The warm-up helps your body adjust slowly from rest to
exercise. A warm-up reduces the stress on your heart and muscles. It helps you
to slowly increase your breathing, circulation (heart rate), and body
temperature. It also helps improve flexibility and reduce muscle soreness. The
best warm-up includes stretching, range of motion activities, and the beginning
of the activity at a low intensity level (intensity is how hard you are exercising).
The conditioning phase follows the warm-up. During
this phase, the benefits of exercise are gained and calories are burned. During
the conditioning phase, you should monitor the intensity of the activity. Over
time, you can work on increasing the duration of the activity. The duration is
how long you exercise during one session.
The cool-down phase is the last phase of your exercise
session. It allows your body to gradually recover from the conditioning phase.
Your heart rate and blood pressure will return to near resting values. Cool-down
does not mean sitting down! In fact, do not sit, stand still, or lie down right
after exercise. This may cause you to feel dizzy, lightheaded, or have heart
palpitations (fluttering in your chest). The best cool-down is to slowly
decrease the intensity of your activity. You may also do some of the same
stretching activities you did in the warm-up phase.
General exercise guidelines
- Wait at least 90 minutes after eating a meal before aerobic exercise.
- Gradually increase your activity level, especially if you have not been exercising regularly.
Remember to have fun! Choose an activity that you
enjoy — exercising should be fun and not a chore. You’ll be more likely to stick
with an exercise program if you enjoy the activity. Here are some questions you
can think about before choosing a routine:
- What physical activities do I enjoy?
- Do I prefer group or individual activities?
- What programs best fit my schedule?
- Do I have physical conditions that limit my choice of exercise?
- What goals do I have in mind? (losing weight, strengthening muscles or improving flexibility, for example)
- Warm up. Take time to include a five- minute warm-up, including stretching exercises, before any aerobic activity.

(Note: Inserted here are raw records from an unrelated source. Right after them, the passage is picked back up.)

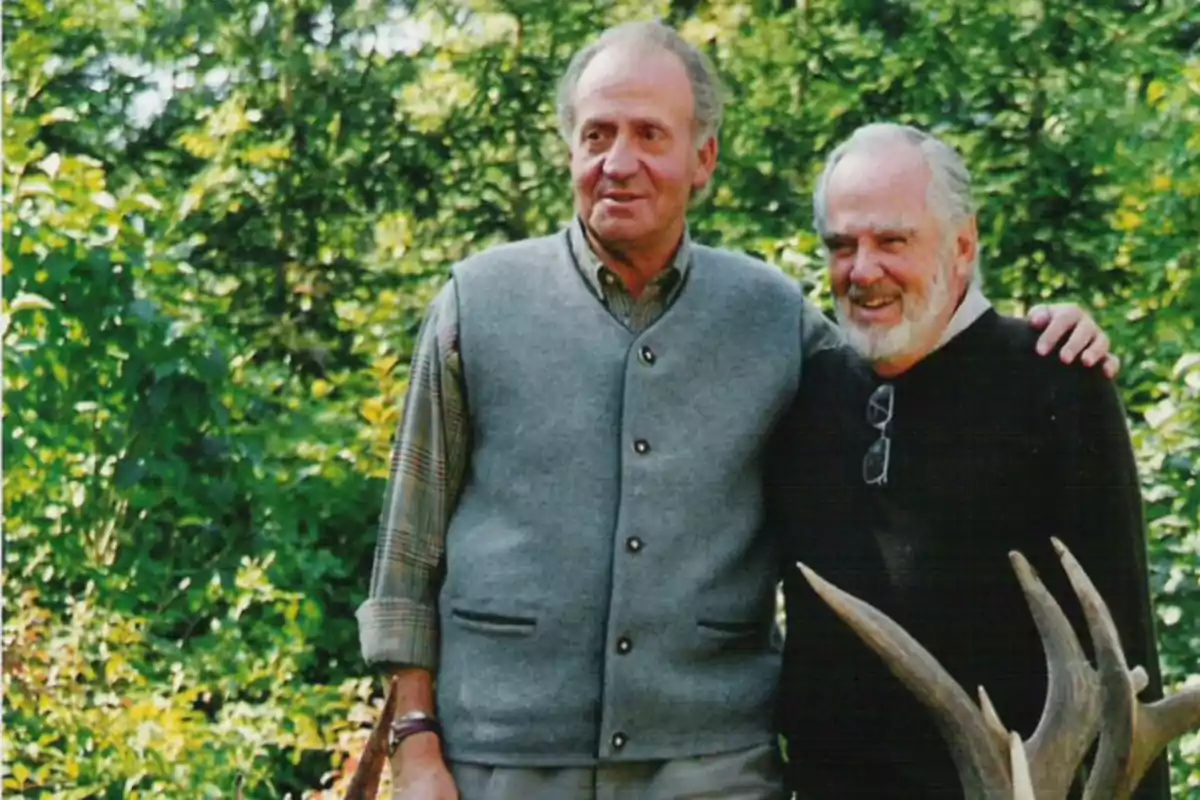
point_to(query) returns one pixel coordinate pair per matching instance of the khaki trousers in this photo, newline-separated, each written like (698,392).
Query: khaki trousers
(753,774)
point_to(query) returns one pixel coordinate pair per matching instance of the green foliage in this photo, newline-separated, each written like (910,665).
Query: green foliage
(223,221)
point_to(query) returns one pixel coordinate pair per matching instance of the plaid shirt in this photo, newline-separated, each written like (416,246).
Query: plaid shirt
(400,620)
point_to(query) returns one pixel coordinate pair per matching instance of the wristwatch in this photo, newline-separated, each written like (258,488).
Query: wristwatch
(412,723)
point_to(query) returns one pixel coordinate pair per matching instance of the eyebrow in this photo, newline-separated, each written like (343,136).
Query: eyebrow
(838,238)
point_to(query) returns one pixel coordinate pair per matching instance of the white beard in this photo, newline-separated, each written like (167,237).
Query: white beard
(919,318)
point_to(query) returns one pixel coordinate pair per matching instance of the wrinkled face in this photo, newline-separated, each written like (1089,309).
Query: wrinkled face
(894,274)
(635,161)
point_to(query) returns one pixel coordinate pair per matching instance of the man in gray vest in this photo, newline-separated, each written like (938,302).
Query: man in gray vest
(579,559)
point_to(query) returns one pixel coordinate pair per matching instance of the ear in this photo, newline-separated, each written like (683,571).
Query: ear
(707,157)
(966,248)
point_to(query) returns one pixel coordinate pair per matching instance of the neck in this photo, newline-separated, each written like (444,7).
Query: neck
(636,265)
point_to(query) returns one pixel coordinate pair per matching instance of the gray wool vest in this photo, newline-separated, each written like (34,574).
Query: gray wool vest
(609,594)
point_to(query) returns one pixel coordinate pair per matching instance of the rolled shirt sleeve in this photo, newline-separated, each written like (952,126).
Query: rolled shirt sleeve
(399,621)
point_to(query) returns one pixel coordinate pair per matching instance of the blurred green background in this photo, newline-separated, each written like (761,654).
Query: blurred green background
(222,222)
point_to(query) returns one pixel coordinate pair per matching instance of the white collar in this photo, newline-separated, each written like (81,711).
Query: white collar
(972,307)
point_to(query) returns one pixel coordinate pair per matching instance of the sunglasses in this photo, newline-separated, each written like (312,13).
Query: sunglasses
(879,416)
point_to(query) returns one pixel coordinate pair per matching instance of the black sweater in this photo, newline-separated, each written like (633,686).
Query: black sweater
(993,449)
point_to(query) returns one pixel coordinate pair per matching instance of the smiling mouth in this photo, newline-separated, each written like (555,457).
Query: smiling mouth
(874,304)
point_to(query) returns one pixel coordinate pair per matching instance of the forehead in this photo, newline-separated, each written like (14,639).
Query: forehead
(882,187)
(625,80)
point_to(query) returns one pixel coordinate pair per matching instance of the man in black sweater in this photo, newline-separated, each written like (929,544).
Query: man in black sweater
(913,461)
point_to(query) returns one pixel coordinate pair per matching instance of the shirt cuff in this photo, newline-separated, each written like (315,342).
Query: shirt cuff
(399,631)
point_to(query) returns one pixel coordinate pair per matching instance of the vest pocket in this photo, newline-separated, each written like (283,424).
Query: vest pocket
(731,633)
(492,623)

- Cool down. Include a five-to ten-minute cool down after the activity. Stretching can be done while standing or sitting.
- When drinking liquids during exercise, remember to follow your fluid restriction guidelines.
- Dress for the weather conditions and wear protective footwear.
- Schedule exercise into your daily routine. Plan to exercise at the same time every day (such as in the mornings when you have
more energy). Add a variety of exercises so that you do not get bored.
- Exercise at a steady pace that is effective.
- Exercise does not have to put a strain on your
wallet. Think twice before buying expensive equipment or health club
memberships unless you are certain you will use them regularly. There are
plenty of other activities that can be done with no extra cost to you (e.g., walking).
- Stick with it. If you exercise regularly, it will
soon become part of your lifestyle. Make exercise a lifetime commitment.
Finding an exercise "buddy" will also help you stay motivated.
- Keep an exercise record. This will allow you to see your progress.